Was it good for you? Please, please tell me you love me.


Is it that any time I ring customer service, I immediately get sent a questionnaire asking if I enjoyed the experience?

The experience better be good or I simply won’t be a customer. How’s that for simple market research. Doh!

All these calls are recorded 'to serve me better' so why not listen to them rather than ask me, the customer, to do the retailer/service company’s job?

Most of the time I have to contact these people because I have a problem. A really good operator’s words can take the sting out of waiting hours to get through, so why undo all that warm fuzzy feeling by pestering me about an experience I would rather never have had in the first place! Having access to my email or sms (text) address should not be a short cut for companies’ customer research.

...and another thing

Any customer service that says “we are experiencing an unprecedented high level of calls at the moment,” might like to have a re-think as to the customer experience. Here’s a clue…. If your customers are kept waiting past five minutes on more than two occasions, it’s not an unprecedented event. The company either needs more staff, or produce goods and services that don’t require people to ring about them so often.

Here’s another titbit.
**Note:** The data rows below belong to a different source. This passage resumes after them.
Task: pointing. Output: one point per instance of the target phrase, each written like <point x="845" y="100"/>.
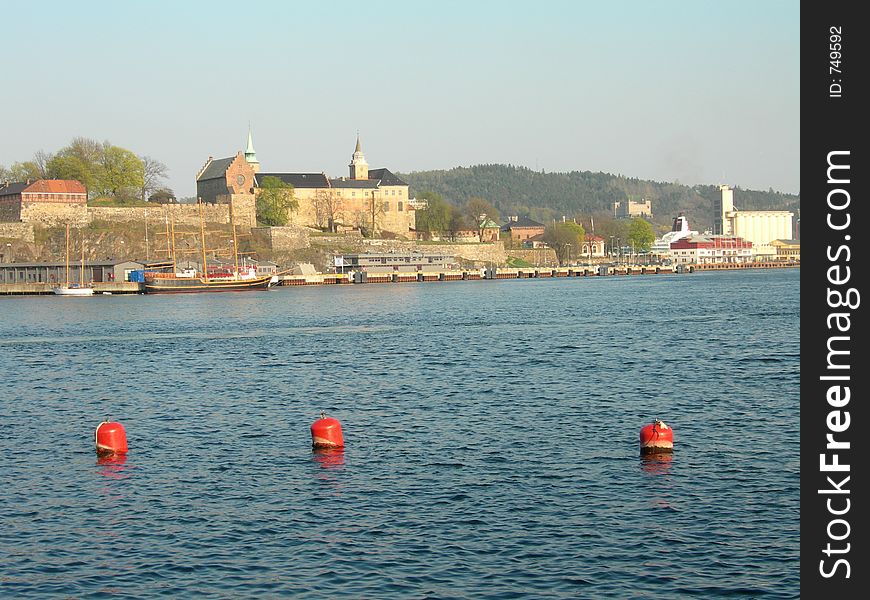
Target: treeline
<point x="547" y="196"/>
<point x="106" y="170"/>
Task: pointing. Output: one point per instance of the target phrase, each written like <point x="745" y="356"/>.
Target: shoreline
<point x="363" y="277"/>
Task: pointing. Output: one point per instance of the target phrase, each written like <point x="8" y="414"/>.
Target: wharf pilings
<point x="357" y="277"/>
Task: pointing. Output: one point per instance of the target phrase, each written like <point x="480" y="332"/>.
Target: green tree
<point x="66" y="166"/>
<point x="566" y="239"/>
<point x="120" y="173"/>
<point x="163" y="196"/>
<point x="438" y="214"/>
<point x="105" y="170"/>
<point x="153" y="174"/>
<point x="25" y="171"/>
<point x="477" y="211"/>
<point x="275" y="200"/>
<point x="641" y="234"/>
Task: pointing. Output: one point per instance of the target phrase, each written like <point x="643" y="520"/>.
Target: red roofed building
<point x="16" y="198"/>
<point x="702" y="249"/>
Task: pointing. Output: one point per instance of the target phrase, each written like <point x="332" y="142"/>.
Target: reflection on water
<point x="657" y="464"/>
<point x="445" y="489"/>
<point x="329" y="458"/>
<point x="113" y="466"/>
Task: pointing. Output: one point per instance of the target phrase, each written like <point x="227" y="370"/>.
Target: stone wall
<point x="53" y="214"/>
<point x="182" y="214"/>
<point x="10" y="211"/>
<point x="485" y="253"/>
<point x="78" y="215"/>
<point x="17" y="231"/>
<point x="536" y="256"/>
<point x="286" y="238"/>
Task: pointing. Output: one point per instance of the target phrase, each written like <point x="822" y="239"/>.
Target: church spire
<point x="359" y="168"/>
<point x="250" y="153"/>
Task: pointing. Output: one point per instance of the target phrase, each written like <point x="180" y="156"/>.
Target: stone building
<point x="757" y="226"/>
<point x="367" y="199"/>
<point x="521" y="229"/>
<point x="54" y="199"/>
<point x="630" y="209"/>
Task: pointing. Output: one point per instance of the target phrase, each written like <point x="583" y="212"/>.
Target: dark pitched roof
<point x="12" y="188"/>
<point x="366" y="184"/>
<point x="300" y="180"/>
<point x="386" y="176"/>
<point x="521" y="222"/>
<point x="216" y="168"/>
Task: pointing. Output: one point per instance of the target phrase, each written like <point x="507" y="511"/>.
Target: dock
<point x="361" y="277"/>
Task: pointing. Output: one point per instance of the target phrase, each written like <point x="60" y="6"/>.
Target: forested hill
<point x="545" y="196"/>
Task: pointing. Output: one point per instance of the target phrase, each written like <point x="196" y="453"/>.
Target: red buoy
<point x="110" y="438"/>
<point x="656" y="437"/>
<point x="326" y="433"/>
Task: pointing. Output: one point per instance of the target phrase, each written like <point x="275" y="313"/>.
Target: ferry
<point x="679" y="230"/>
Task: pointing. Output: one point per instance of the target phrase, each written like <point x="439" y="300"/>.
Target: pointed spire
<point x="250" y="153"/>
<point x="359" y="168"/>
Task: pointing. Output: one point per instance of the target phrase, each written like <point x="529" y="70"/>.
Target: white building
<point x="757" y="226"/>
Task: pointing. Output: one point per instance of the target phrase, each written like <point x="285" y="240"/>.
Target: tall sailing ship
<point x="235" y="278"/>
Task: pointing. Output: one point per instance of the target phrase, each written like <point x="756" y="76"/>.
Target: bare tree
<point x="327" y="209"/>
<point x="41" y="160"/>
<point x="375" y="213"/>
<point x="154" y="174"/>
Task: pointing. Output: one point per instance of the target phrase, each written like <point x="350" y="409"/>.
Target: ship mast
<point x="235" y="240"/>
<point x="82" y="272"/>
<point x="202" y="237"/>
<point x="67" y="254"/>
<point x="171" y="243"/>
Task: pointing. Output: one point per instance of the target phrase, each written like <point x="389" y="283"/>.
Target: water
<point x="491" y="441"/>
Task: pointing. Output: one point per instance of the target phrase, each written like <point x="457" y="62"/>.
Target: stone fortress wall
<point x="78" y="215"/>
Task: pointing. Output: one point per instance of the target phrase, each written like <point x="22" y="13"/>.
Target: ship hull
<point x="179" y="285"/>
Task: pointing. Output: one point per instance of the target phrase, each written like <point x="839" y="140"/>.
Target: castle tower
<point x="251" y="154"/>
<point x="359" y="168"/>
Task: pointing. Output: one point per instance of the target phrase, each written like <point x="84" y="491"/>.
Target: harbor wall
<point x="77" y="215"/>
<point x="291" y="237"/>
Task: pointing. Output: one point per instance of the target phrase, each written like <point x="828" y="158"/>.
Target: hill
<point x="546" y="196"/>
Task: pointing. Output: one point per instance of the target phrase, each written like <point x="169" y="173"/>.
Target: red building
<point x="44" y="191"/>
<point x="522" y="229"/>
<point x="702" y="249"/>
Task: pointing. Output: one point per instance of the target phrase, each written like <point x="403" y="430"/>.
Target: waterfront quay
<point x="363" y="277"/>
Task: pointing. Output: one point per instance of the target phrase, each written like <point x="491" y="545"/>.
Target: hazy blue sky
<point x="689" y="90"/>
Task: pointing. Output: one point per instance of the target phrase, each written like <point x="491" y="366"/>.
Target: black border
<point x="831" y="124"/>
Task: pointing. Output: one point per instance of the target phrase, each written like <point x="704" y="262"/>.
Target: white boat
<point x="74" y="289"/>
<point x="679" y="230"/>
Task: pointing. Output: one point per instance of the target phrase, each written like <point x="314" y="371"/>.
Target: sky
<point x="694" y="91"/>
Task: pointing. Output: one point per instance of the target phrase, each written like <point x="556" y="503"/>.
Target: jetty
<point x="437" y="274"/>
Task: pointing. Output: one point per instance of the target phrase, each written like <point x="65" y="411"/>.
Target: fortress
<point x="371" y="199"/>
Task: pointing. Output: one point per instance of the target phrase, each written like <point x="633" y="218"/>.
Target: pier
<point x="361" y="277"/>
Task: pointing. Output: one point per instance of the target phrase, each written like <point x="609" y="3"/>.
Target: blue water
<point x="491" y="441"/>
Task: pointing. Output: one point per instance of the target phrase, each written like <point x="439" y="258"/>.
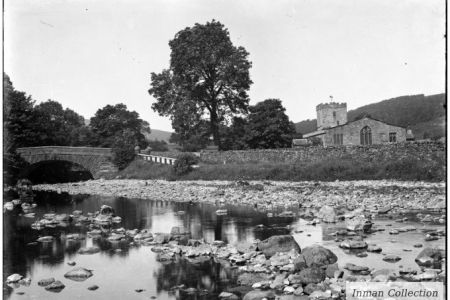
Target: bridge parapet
<point x="158" y="159"/>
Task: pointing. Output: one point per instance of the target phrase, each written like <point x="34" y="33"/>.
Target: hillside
<point x="424" y="114"/>
<point x="157" y="134"/>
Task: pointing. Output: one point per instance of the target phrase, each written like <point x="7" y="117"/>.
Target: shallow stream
<point x="119" y="269"/>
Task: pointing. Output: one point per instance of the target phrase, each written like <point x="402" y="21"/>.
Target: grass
<point x="327" y="170"/>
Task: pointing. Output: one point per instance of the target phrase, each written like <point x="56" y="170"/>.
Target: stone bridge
<point x="96" y="160"/>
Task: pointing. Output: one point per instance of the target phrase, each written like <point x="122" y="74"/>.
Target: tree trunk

If you want people to be even tempered don’t leave them hanging on call waiting for 45 minutes listening to music that keeps on descending into white noise hisssssssss. (Are you lissssssssstening Vodafone as you clearly never try ringing your own customer service helpline)? You might as well just have people scraping nails down a blackboard. And Companies wonder why nerves are on edge when the call finally gets answered?

...and another thing

I happily admit to shopping on line and prefer to use PayPal. However if I am asked either to create an account, log in or give my details when the site accepts PayPal I immediately cancel. The whole point of PayPal is to dispense with endless form filling. Do I really need to remember yet another password if I want some Draino or personalised cup-cakes?

...and another thing

The other day I decided to replace my electric toothbrush at a shop versus buying it on-line. I had to fight very hard just to pay in cash. I did not want to:

  • 1) Pay by credit card

  • 2) Join their Facebook

  • 3) Receive monthly emails on special offers

  • 4) Share my details with anyone

  • 5) Buy extended warranty cover

The digital age has been a blessing of convenience and great access to information. I just don’t want unknown people having continued access to my data and resent being asked ad infinitum to provide it.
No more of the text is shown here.